FIG 3.

Infection of nondividing cells by HIV-1-N57S is stopped after reverse transcription but prior to nuclear translocation. (A) PMA-treated THP-1–SAMHD1 knockout (KO) cells were challenged with the indicated DNase-pretreated HIV-1-GFP viruses. (Upper) Infection was determined by measuring the percentage of GFP-positive cells by flow cytometry at 48 hpi. (Lower) In parallel, cells from similar infections were lysed at 7 hpi and total DNA extracted. The DNA samples collected at 7 hpi postinfection were used to determine the levels of late reverse transcripts by real-time PCR. As a control, we used 10 μM the reverse transcription inhibitor nevirapine (Nev).
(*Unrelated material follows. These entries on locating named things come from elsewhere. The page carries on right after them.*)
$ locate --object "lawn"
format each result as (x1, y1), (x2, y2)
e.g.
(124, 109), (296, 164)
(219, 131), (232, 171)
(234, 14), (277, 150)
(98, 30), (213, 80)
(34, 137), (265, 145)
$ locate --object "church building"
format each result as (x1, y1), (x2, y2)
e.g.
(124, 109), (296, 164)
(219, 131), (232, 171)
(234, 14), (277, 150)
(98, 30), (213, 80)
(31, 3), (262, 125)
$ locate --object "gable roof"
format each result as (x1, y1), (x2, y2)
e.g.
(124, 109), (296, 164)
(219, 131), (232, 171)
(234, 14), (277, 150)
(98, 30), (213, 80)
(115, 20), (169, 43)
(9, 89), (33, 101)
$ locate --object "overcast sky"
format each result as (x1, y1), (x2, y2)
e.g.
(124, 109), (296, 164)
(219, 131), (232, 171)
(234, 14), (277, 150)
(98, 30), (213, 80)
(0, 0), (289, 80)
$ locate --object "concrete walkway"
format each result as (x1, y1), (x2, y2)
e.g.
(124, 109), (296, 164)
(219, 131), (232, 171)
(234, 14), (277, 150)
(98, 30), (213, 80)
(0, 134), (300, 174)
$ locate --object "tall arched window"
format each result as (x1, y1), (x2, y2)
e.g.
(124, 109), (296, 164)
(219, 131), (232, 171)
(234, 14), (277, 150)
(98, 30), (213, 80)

Late reverse transcript levels were normalized to actin. (B) Similarly, HeLa cells pretreated with 0.5 μg/ml aphidicolin for 12 h were subsequently infected by the indicated DNase-pretreated HIV-1–Luc viruses. (Upper) Infection was determined by measuring luciferase activity at 48 hpi. In parallel, cells from similar infections were lysed at 7 and 24 hpi, and total DNA was extracted. The DNA samples collected at 7 hpi were used to determine the levels of late reverse transcripts by real-time PCR. (Lower) HIV-1 2-LTR circles, a marker for nuclear import, were quantified by real-time PCR of DNA samples collected at 24 hpi. In addition, integration was measured by Alu-PCR in DNA samples collected at 24 hpi. The levels of late reverse transcripts, 2-LTR circle, and products of Alu-PCR were normalized to actin. Nevirapine was used as a control. Experiments were repeated at least three times, and a representative example is shown. Results were analyzed using two-tailed Student's t test. Differences were considered statistically significant at a P value of <0.05 (*), <0.01 (**), <0.001 (***), or <0.0001 (****) or were nonsignificant (ns).